Well that didn’t go as expected.
After a fun weekend on the channel, I headed up to Cheltenham as planned, confident we were ahead enough of the Covid-19 curve that my choice to be so far from home wasn’t completely irresponsible.
Monday went exactly according to plan: a tour of the famed Overbury Stud, a visit to a fantastic local brewery (Mills Brewing), and dinner at The Plough in Prestbury were the highlights. More accurately, seeing old friends and making new ones was the highlights, but the settings were superb.
On Tuesday, I saw half of a great day of racing. Oh, I was there for every race, taking in the triumphs of Epatante and Honeysuckle and the rest, but I only saw half because one of my eyes went wonky, necessitating trips to three different hospitals over the course of Tuesday night into early Wednesday afternoon.
On every trip across an ocean, I forget something.
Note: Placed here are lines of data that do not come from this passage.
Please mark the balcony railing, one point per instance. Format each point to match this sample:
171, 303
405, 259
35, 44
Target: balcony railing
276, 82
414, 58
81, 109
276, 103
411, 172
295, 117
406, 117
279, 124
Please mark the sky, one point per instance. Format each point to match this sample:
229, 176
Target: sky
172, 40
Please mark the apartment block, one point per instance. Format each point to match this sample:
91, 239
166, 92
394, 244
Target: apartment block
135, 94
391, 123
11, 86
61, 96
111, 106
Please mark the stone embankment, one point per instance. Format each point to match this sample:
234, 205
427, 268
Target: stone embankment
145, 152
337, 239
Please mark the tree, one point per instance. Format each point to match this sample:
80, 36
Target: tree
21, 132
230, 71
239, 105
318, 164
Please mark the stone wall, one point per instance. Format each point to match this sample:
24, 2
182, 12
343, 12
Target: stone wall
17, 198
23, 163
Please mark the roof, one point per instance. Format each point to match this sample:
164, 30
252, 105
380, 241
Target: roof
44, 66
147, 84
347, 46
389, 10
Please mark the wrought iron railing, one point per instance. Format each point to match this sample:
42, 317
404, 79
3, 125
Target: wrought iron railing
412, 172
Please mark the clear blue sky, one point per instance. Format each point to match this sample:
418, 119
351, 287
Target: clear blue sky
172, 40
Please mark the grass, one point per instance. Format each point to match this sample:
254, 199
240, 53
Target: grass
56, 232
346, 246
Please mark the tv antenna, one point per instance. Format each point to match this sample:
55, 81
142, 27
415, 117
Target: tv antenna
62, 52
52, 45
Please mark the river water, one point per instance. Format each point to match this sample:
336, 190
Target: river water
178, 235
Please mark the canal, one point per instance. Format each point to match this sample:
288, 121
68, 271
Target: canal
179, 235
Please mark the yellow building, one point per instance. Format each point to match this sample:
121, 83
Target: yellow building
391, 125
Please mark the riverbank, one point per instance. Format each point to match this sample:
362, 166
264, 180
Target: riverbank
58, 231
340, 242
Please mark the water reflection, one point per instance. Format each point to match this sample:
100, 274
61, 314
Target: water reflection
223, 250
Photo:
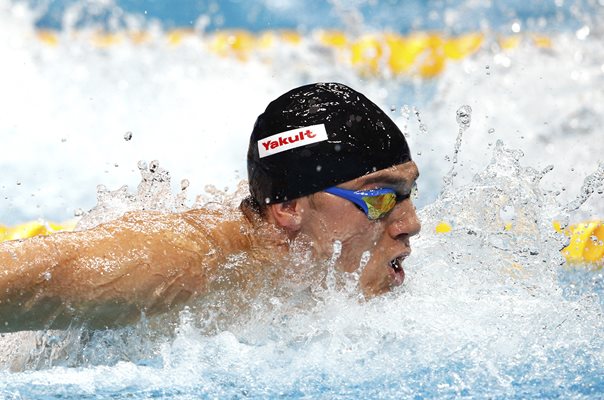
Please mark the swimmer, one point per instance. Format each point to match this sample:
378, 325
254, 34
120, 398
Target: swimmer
325, 166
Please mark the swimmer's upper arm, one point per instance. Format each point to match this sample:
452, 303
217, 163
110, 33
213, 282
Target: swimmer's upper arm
108, 275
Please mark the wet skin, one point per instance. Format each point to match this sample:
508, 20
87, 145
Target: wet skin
323, 218
154, 262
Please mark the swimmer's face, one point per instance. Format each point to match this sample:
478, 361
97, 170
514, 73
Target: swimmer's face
327, 219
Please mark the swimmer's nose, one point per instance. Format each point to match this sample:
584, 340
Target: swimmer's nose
403, 221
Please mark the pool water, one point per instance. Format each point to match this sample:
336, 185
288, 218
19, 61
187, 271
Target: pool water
488, 310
Usually it’s something innocuous, like a beloved T-shirt. This time it was more serious: I had forgotten my eyeglasses. We got the eye under control quickly, but contact lenses were not allowed, and thus I was one eyed for Wednesday at Cheltenham. After a few pints of Guinness, my vision evened out OK.
Then Thursday morning, I woke up to the news that a travel ban was coming to the U.S., the NBA was suspending its games, and Tom Hanks had the virus. It was time to go home.
Racing in the U.S.A. will continue unabated, albeit without any spectators for the foreseeable future. This is a much more feasible option in the USA, where racecourse and horsemen get a much larger chunk of the betting dollar than do their counterparts in England and Ireland. This is the good news, such as it is. Even as many in the USA are going to have a hard time working their jobs, mine will continue.
There are two Kentucky Derby prep races to look at, one a lot more significant than the other. As for the Derby itself, I’m going to operate on the assumption that it will still be run on the fist Saturday in May at Churchill Downs, though I suspect there is a large chance it will be run without spectators, as difficult as that is to imagine.
We shall see though, this is all subject to change at a moment’s notice. This brings me to mind of the excellent question we received on Stateside last weekend, when a viewer asked an excellent question about whether or not I saw Covid-19 having any impact on USA racing. I said something to the effect of “We’ll cross that bridge when we come to it.” That didn’t take long.
And that brings us to Oaklawn Park this weekend and its Rebel Stakes. This year’s renewal has the potential to be a key pointer to the Kentucky Derby.
The marquee name, and a horse I’ve been excited about since before his debut, is Nadal. He’s physically imposing and has shown great speed in his races. Saturday’s added distance is a plus based on his appearance and pedigree and he’s been training well.
The issue is simply one of his odds-on price versus the associated question marks, which include his ability to handle off going and a field this deep so early in his career. The pace looks fast and there is other quality speed signed on. I think the move is to oppose him, knowing that if he comes out of this test unscathed he’ll be looking as strong as any horse to wear the roses.
Wagering wise, SILVER PROSPECTOR is the pick for me at current odds of 11-2 (at 7-2 or over that would still be the case). He’s more battle tested, has run as fast, is proven on the course and at the trip, has handled off going, and should see a great pace scenario with others including the favourite battling in front of him.
Another to keep a close eye on for the future is Basin, making his first start as a three-year-old after annexing the Hopeful Stakes at Saratoga. Based on the numbers he ran as a two-year-old, he could be the best of these if he’s trained on. That’s too big of a question for me to back him here at the odds, but should he run well, he will vault up the various Derby “lists.”
The other prep on Saturday is the Jeff Ruby Steaks, cheekily named after the restaurants in Cincinnati, Louisville and now Lexington (they are excellent, by the way).
This one is being run on the synthetic at Turfway Park and is unlikely to have any effect on the Derby, but I think Mike Maker’s FIELD PASS might present a good wagering opportunity at odds of around 7-2.
I like the pace scenario for this improving son of Lemon Drop Kid, who could get a good stalking spot and has the finish to draw away from the competition in the stretch. He hasn’t run on synth but the turf form is good and Mike Maker is fantastic when it comes to runners switching distances and/or surfaces.